Like other Athens teen-agers, Ben attends
classes at Athens High.
“My favorite subject is
football,” he says. He isn’t a starter. He plays “sometimes,”
he says. But, he practices hard and waits for his turn.
“Some of the players don’t want to go in,” Ben says.
“I do. I always want to go in.”
Parents sometimes
wonder what kind of children they have raised, how their
children behave when they aren’t watching. Russell says more
than a few Golden Eagles’ parents should be proud of their
sons.
She names players who have been especially good
to her son – William Ming, Jake Moore, Ethan Hobbs, Martin
Evans, Jacques Price, Maurice Ratliff and Alfred McCullough.
“They are fabulous to Ben,” she says.
The
players know Ben as a worker.
“He always tries his
hardest,” says William Ming, 16, a line backer and tight end
who knew Ben for years before they started playing football
together in ninth grade. “He always does what the coaches tell
him to do. He gives 100 percent.”
“He makes a tackle,”
says Jacquez Pride, 18, wide receiver for the Golden Eagles.
“If he doesn’t know something, he’s always asking
questions.”
Pride has been a teammate of Ben’s since
10th grade.
“Ben works real hard,” says Ethan Hobbs,
16, a line backer has been a teammate of Ben’s since seventh
grade. “He is determined to play.”
Russell credits
Athens Middle School coach Martin Bailey with turning Ben onto
football, the activity that has given him focus and
camaraderie through the years.
“He embraced Ben like
no one has probably ever done,” she recalls. “In eighth grade
he took him from the get go and said, ‘come on.’
”
Finding a niche is crucial to the development of the
autistic.
“What gets me about the situation is that
kids with special needs fall through the cracks,” she says. “I
was determined that he would not.”
She says autistic
children need a core group, whether it is yearbook staff,
football or drama.
Coach Jerry Davis is Ben’s favorite
coach, not to take anything away from Bailey or Coach Allen
Creasy.
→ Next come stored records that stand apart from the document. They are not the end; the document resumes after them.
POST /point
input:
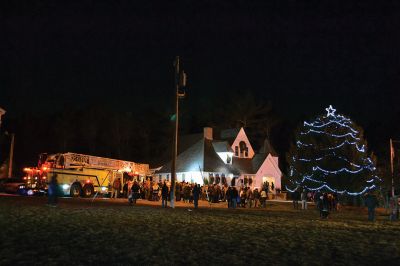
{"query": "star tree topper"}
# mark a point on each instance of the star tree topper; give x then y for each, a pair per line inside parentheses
(331, 111)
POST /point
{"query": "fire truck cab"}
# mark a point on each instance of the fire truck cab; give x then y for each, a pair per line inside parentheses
(85, 175)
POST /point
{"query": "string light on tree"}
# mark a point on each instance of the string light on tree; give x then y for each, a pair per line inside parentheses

Ben is a defensive player and Davis is a defensive
coach, so Ben spends more time with him. He has been his coach
since ninth grade.
“He is nice,” Ben says.
When
asked if Davis ever yells, which coaches sometimes do, Ben
says, “Not much.”
“I love him a lot,” he says. “And he
loves me.”
Davis says Ben is “a great kid and I enjoy
having him.”
Ben calls Davis “Big Coach” because he’s a
big man and because he’s the defensive-line coach. Where ever
Big Coach goes, so goes Ben.
“Every step he makes, Ben
is right behind him,” Russell says. “I had a talk with Ben and
told him don’t shadow the coach all the time. He’ll be in the
trenches and he might get upset. ”
During a recent
game, she saw Ben tagging behind Davis again. She talked to
her son before the second half, and Ben replied, “Coach Davis
said to stay close to so he doesn’t have to look for me when
he wants to put me in.”
“He never misses a practice and
he has more heart than anyone on the team,” says Russell, who
moved to Athens from Georgia seven years ago so she could take
over Craig Building Supply, the business her father started in
1978.
Having a child with autism is not an easy road,
but Russell concentrates on the good, as does her
son.
“Middle school was the worst,” she says. Students
were more apt to tease or name-call.
Today, players
sometimes tease Ben, but his mother tries to assure him that
they are kidding.
“If he ever he gets upset, I have to
explain. I say, ‘Well Ben, you know those boys love you.’ They
pick at him. But if an outsider picked on him, there is not a
kid on that team that would no be all over them.”